Friday, 5 April 2019

Bernie Gunther’s Last Hurrah


METROPOLIS by the late PHILIP KERR, the last adventure of Bernie Gunther from Quercus Publishing was published yesterday 4th of April 2019, and coming in a couple of days to the US and Canada from PenguinRandomHouse North America
I have been savouring it, reading it slowly, for it is a beautiful crime novel, one with writing that is so thought-provoking it makes you gasp for breath. It is a rather Dark Narrative as it details Gunther’s start with the Police, at Berlin’s Murder Squad, in 1928. What appears as the serial murder of Prostitutes by a Madman, soon morphs into an investigation of the slaying of WW 1 veterans, beggars – but becomes something more, something troubling for Bernie Gunther.
It was written under tragic circumstances, so it required from me some respect.
I finished it last night, and had trouble sleeping for it is thought provoking, as well as hugely entertaining.
Bleary-eyed, I penned my review this morning >
The last of these remarkable historical crime thrillers is aptly set at the start of Bernie Gunther’s police career with Berlin’s Murder Squad, the Kriminalpolizei. It is an origin story, as well a mirror to be held up against the political turmoil of our own contemporary times.

Above all else, it is a melancholic narrative, a reflective work that provokes deep thought in the reader as only a piece of high art can; because Philip Kerr’s final novel is just that, narrative artistry.


Berlin 1928, the Nazi regime is gathering momentum and power in a desperate nation, one humbled by that great war, the one that Bernie Gunther survived where many died in the muddy trenches, and the clouds of gas that the infantry men had to traverse.
Gunther is living in a rooming house that he shares with an overbearing landlady and assorted misfits including an Englishman named Rankin. Gunther’s detective skills have been noticed by his superiors in the Berlin Police; and so, in consequence, he finds himself promoted from the Vice Squad, to the Murder Squad.

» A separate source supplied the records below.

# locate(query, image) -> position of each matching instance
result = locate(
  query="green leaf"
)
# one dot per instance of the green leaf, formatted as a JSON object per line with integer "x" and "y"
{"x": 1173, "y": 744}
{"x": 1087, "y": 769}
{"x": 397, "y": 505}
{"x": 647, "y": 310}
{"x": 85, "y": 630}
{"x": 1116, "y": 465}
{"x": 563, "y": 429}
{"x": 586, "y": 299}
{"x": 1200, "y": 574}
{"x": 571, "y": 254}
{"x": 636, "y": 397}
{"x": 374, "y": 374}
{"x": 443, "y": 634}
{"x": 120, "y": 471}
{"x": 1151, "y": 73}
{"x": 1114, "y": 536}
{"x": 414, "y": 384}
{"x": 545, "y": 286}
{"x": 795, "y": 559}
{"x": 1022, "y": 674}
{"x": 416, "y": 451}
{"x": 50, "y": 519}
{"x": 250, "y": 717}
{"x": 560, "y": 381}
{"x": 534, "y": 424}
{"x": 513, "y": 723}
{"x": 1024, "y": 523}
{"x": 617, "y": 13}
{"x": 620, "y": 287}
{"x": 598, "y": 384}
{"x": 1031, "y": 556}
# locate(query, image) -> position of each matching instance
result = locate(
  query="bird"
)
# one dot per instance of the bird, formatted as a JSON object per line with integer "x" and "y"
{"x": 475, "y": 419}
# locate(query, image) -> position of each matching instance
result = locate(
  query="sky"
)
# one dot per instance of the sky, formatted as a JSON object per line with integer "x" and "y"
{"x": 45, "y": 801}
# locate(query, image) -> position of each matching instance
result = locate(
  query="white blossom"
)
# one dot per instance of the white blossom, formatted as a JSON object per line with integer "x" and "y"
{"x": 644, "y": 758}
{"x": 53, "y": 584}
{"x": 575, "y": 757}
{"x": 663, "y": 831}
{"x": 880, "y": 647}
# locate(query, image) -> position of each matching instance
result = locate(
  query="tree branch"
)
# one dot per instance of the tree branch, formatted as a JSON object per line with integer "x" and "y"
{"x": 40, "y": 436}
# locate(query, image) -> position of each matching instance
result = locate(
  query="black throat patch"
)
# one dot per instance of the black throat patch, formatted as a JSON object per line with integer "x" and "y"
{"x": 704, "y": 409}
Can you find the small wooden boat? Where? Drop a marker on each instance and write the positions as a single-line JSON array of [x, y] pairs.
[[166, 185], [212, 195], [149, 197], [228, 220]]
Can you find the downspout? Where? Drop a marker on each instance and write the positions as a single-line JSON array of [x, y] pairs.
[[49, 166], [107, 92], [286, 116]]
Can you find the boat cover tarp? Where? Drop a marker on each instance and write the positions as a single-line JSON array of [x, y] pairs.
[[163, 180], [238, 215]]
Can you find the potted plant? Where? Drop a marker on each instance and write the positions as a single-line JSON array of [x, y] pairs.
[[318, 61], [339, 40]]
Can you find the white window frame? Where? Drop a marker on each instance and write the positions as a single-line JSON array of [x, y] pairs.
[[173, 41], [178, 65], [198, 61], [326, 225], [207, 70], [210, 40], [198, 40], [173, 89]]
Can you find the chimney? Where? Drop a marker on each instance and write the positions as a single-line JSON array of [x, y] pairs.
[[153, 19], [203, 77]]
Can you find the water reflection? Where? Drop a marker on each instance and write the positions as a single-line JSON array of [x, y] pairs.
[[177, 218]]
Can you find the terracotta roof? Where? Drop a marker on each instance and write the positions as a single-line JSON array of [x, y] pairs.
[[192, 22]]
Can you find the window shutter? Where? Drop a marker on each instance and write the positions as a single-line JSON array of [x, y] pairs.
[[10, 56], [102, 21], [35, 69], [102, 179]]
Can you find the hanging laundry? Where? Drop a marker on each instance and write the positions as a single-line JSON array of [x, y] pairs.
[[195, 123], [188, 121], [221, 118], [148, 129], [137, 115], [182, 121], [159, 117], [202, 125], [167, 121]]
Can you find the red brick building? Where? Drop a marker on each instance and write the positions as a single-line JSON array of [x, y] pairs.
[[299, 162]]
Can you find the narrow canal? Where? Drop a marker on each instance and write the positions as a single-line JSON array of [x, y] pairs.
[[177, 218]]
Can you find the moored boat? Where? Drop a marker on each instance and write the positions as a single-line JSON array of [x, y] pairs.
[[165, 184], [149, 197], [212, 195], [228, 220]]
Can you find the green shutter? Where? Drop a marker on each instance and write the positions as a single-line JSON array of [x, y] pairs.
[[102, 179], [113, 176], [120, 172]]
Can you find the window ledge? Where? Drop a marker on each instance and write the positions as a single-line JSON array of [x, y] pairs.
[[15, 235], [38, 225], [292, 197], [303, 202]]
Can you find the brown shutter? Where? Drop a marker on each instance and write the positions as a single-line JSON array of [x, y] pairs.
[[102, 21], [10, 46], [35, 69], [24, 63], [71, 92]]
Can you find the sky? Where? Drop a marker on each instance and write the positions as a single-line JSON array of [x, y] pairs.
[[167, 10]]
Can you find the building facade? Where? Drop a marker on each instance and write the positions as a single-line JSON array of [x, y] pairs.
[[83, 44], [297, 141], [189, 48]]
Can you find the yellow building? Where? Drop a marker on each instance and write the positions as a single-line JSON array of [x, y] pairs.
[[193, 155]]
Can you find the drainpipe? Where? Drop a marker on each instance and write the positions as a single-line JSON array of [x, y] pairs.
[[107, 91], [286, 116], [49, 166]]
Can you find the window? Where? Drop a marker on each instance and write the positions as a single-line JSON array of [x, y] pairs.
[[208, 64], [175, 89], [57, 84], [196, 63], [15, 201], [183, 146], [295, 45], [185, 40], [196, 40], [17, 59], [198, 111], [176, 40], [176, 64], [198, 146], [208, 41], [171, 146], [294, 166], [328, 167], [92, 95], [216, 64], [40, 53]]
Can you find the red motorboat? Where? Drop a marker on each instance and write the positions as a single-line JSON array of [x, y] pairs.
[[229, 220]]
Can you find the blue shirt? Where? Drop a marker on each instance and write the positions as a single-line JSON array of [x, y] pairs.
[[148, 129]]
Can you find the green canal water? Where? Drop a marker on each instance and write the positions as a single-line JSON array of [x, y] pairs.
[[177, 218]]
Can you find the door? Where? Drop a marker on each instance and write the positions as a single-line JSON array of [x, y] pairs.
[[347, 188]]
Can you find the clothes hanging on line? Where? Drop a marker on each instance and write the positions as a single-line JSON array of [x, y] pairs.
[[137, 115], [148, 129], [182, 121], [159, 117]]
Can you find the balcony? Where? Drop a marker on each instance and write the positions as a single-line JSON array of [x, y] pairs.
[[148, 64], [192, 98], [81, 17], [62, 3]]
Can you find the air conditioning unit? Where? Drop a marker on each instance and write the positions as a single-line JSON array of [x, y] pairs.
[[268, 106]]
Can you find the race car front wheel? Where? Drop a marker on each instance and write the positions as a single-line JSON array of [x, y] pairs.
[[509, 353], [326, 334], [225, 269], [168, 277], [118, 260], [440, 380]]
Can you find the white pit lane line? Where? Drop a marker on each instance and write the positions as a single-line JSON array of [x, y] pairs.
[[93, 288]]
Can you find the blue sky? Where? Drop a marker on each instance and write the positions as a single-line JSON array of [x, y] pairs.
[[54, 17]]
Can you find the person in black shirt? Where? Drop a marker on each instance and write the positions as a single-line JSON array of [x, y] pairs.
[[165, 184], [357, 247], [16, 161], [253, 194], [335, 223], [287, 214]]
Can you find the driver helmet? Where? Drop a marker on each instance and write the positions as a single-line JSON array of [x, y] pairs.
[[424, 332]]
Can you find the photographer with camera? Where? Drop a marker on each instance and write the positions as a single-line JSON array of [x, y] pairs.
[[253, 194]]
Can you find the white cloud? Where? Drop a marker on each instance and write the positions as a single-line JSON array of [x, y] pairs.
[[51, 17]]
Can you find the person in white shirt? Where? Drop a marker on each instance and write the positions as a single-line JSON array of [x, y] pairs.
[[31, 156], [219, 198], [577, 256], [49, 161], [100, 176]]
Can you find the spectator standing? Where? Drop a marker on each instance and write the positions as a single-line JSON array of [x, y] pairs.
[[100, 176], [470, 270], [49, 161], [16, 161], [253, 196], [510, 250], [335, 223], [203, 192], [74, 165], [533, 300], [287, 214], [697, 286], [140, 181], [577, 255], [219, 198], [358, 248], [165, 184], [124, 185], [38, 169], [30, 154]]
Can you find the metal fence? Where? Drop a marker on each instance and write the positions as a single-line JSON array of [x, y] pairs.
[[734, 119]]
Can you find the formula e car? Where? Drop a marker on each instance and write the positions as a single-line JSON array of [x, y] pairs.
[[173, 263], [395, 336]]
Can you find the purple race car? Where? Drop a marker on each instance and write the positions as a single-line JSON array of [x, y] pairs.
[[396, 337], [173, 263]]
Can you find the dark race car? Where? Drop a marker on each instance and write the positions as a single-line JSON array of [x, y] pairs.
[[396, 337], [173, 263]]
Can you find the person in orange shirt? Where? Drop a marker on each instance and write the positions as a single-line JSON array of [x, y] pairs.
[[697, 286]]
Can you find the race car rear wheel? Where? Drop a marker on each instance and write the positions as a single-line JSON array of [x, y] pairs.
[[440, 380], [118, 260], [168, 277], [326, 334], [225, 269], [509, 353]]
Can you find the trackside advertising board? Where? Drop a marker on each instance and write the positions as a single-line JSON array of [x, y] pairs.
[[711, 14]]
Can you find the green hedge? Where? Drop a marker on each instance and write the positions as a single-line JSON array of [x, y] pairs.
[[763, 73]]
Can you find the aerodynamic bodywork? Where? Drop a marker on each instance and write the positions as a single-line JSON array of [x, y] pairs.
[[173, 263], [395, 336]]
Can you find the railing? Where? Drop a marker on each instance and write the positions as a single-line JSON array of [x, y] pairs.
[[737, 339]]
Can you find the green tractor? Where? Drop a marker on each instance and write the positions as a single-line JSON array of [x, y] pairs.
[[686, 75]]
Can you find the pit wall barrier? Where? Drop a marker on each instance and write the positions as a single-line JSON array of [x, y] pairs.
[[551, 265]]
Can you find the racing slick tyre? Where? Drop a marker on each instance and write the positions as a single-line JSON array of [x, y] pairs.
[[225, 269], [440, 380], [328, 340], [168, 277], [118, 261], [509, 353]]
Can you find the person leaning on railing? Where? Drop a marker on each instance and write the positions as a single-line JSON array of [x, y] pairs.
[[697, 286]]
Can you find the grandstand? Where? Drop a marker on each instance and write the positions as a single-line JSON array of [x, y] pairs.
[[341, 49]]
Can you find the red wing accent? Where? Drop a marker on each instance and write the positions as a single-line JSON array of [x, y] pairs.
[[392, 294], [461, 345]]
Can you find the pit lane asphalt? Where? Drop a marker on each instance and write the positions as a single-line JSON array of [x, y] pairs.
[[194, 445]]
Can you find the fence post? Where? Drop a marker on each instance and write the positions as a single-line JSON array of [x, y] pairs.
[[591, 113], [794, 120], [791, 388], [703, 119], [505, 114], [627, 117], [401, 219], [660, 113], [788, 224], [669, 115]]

As ever, the narrative is peppered with observations and dialogue that could have been torn from the pages of Raymond Chandler, for Bernie Gunther shares the world-weary cynicism of Philip Marlowe. There is much wit within these pages, but that is matched by the oppressive darkness of the story.

Gunther is assigned to track down a serial killer who is hunting the scalps of prostitutes, many who are women trying to earn a little money just to survive, in an economically ravaged city.  High art rubs shoulder to shoulder with the unspeakable cruelties inflicted upon the peoples of this city. There is theatre, there is cinema, music hall as well as drinking, drug taking and sexual depravity that attracts people to its dark streets, and eponymously gives this novel its title. 
Read the Full Review from Shots Magazine HERE
It was launched on Monday 25th March at Daunt Books on the Marylebone Rd, London by Philip Kerr’s Editor Jane Wood, his wife the novelist Jane Thynne and Howard Jacobson, with their welcome recoded HERE and embedded below
It was good to meet up with friends and colleagues Ayo Onatade, Mike Ripley, Barry Forshaw and Jake Kerridge, as well as writers Henry Porter, Abir Mukherjee (and his charming wife) as well as writer and political satirist Ian Hislop among the invited guests.
We present a few photos of the event.
More Information on these novels and Bernie Gunther >
If you’ve not read the Bernie Gunther novels by Philip Kerr, then this excellent link HERE acts as a primer
For many, these novels are extraordinary, the research, the characters, the backdrop(s), but most critically the writing in these thrillers is just so good, so thought provoking - these novels suck the air out of your lungs.
Though Philip Kerr wrote over 30 novels in his career, spanning many sub-genres, it will be the 14 novels that featured Bernie Gunther that he will be remembered for, his legacy as a novelist.

Miss this novel (and its 13 precursors) at your peril, for the work of Philip Kerr, and Bernie Gunther’s philosophical investigations sit at the top table of the crime fiction genre.



Shots Magazine would like to pass our thanks to Jane Wood and her colleagues at Quercus Publishing, the novelist Jane Thynne and Daunt Books for a most enjoyable if melancholic evening.
 Video and Photographs © 2019 A Karim



2 comments:

June Lorraine Roberts said...

Great tribute for an amazing talent

hockeypuck said...

Loved Philip Kerr and Bernie Gunther.